I realized that the authorities, how they catch you is they
follow the money and if they're going to follow the money to a
dead end, for example they go to a bank and they say "Who owns
this bank account?"
and it's Polly Prostitute address unknown, it's going to
be awfully hard to find her.
And about the same person who has the post office box and the
DBA, it's going to be awfully hard to find that person.
When the checks would come to the mail drop address, I would
sneak over there like 2 or 3 in the morning, because you know,
you get a key to the front door and a key to the box, and I'd
make sure nobody was around.
I'd get the checks out and then I would put the checks in the
night depository so that nobody would ever see me.
I'd put on my surgical gloves because you know that paper
gives off a very good fingerprint.
After money was deposited into one account, a check would be
written and put into another one and another one so if the
authorities were to follow me they would have to go from bank
to bank to bank and law enforcement agents do not like
to work.
The longer you make them work, the harder you make them work,
the more they are going to go on to another case, especially in a
big city like Los Angeles.
I would purchase stock through company checks and then have
that converted into cash by selling the stock and having the
check made out to a person who would then cash the check.
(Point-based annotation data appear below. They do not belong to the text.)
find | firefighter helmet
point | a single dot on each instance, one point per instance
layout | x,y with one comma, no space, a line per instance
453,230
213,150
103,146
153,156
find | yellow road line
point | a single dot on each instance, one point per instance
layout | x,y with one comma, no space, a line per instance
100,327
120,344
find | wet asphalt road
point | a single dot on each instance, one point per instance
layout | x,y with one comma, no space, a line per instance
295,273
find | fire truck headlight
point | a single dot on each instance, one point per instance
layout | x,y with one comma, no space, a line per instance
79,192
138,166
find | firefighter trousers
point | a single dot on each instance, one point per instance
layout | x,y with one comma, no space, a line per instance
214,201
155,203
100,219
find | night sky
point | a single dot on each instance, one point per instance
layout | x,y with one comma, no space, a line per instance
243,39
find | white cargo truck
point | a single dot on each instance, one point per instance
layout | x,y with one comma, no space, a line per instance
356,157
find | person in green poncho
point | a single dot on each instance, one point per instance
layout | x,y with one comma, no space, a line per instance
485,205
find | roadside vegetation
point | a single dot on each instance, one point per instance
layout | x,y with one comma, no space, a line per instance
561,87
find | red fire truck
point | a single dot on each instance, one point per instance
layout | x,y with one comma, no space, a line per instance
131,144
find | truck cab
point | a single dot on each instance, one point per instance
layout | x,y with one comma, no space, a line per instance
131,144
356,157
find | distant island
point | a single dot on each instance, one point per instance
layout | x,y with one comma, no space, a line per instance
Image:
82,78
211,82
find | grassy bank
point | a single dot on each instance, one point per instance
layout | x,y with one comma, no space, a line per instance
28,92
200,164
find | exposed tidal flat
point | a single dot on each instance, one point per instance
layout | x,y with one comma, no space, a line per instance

So what you would do is you would receive my check.
I'd buy stock, let's say in Microsoft or a solid company and
then after a little while I would sell all the stock, maybe
leaving a little bit of it left.
Well the stock brokerage firm would write a check to anyone
you want to for the sale of the stock, whatever you had in your
account.
That could go into one account and that account could write a
check into another account and it just makes the trail a lot
harder to find.
You find a branch manager at your bank and you befriend him
and you offer him amounts of cash that when you come in and
cash a check or receive cash, $80,000 or $100,000 that he's
going to lose that report or not file one.